Handbook For The Apocalypse
Trying to rip Velvet Underground’s nickname this early on seems a bit over-ambitious, so I’ll settle with calling them Variable Unit for now, rather than their preferred VU; at least until they come up with something a bit more intriguing than barely above average G-funk and jazzy coffeehouse hip-hop. Not to say that this is droll stuff, but Variable Unit don’t really add anything new to this line of music. Azeem’s energetic and fluid rap on the title track engages the most, and the band sounds tighter here than elsewhere on the EP: there’s a sharp focus and less of the vague jamming that somewhat suppresses the power and urgency of much of the other material.
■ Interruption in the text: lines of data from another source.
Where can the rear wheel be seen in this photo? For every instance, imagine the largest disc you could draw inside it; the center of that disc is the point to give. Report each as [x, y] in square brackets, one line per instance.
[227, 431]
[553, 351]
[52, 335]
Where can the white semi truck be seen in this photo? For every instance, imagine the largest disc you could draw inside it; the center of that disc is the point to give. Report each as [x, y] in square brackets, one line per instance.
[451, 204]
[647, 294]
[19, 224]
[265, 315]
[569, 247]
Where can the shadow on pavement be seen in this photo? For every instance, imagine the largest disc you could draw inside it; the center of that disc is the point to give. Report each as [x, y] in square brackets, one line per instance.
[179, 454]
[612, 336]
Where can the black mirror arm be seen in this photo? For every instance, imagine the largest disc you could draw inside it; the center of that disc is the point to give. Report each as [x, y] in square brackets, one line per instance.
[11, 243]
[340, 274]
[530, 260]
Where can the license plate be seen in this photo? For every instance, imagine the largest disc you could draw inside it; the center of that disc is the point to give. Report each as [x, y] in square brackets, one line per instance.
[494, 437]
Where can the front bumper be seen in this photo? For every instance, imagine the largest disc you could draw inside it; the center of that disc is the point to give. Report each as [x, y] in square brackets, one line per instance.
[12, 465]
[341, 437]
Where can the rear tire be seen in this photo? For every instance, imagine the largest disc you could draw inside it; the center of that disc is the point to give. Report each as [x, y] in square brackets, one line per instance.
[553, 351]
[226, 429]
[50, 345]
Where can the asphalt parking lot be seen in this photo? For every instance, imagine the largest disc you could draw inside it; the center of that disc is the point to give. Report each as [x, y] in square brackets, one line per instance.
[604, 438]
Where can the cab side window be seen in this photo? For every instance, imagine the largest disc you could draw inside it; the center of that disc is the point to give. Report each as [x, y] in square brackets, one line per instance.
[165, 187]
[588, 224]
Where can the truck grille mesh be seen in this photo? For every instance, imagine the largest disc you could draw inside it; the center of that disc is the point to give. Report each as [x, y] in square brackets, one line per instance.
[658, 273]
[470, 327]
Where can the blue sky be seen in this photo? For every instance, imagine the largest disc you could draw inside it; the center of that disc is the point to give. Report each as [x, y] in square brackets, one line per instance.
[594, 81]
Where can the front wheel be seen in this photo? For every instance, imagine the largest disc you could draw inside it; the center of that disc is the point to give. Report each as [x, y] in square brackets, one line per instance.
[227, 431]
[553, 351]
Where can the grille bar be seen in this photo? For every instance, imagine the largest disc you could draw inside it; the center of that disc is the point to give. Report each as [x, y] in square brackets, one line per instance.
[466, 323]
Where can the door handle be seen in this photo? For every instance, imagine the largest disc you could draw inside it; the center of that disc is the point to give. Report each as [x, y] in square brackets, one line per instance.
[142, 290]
Variable Unit is ardently anti-war, which is a good thing. Musicians all too readily cover their political sentiments in vague terms and general, ineffective statements, and Variable Unit deserve kudos for sticking their necks out and standing up for their cause. It infests their music in several good ways, most notably on “I Am On A Journey To My Soul, But The Police Just Pulled Me Over,” on which writer Paul J. Flores reads (more so than raps) over another one of Variable Unit’s many jazz jams. “Spreading America all over the world, until there is no foreigners left, except maybe • you.” Man, you don’t get a lot of that in hip-hop these days.